Mulch can keep the roots insulated in the winter and moist in the summers.

 

Fertilizing

A bit of fertilizer each spring can boost rosemary growth.

 

Weeding

Weeds can create problems for new plantings. Keep your rosemary weed-free to increase air flow and prevent fungal diseases.


CHALLENGES

Screen Shot 2017-10-06 at 12.49.14 PM.png

pests

Mealybugs, spider mites, and whiteflies can plague rosemary plants.

Diseases

Powdery mildew is rosemary’s most likely assailant and in humid climates root rot can also become a problem. Keep your rosemary well-harvested, well spaced, drained, and well-circulated to prevent such issues. Most importantly, don’t over-water.

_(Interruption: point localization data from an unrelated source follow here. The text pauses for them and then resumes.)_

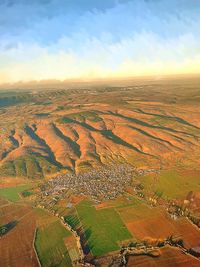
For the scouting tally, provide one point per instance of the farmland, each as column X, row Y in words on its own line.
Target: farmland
column 50, row 244
column 65, row 157
column 103, row 229
column 169, row 258
column 16, row 246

Particular growing challenges

One barrier to growing rosemary for the first time is its slow growth. Hang in there - once it has taken root it’s pretty sturdy.


 

HARVEST IT

 

Harvest

Clip off rosemary stems with sharp sheers whenever you need to. To avoid stressing it, it’s best to harvest rosemary in the morning or evening when temperatures are cooler.

STORE

Refrigerate in a sealed plastic container or plastic bag, or hang bundles in a warm and dry spot.

Preserve

Rosemary’s tiny leaves dry quickly and can be stored and used as a dry seasoning or rub.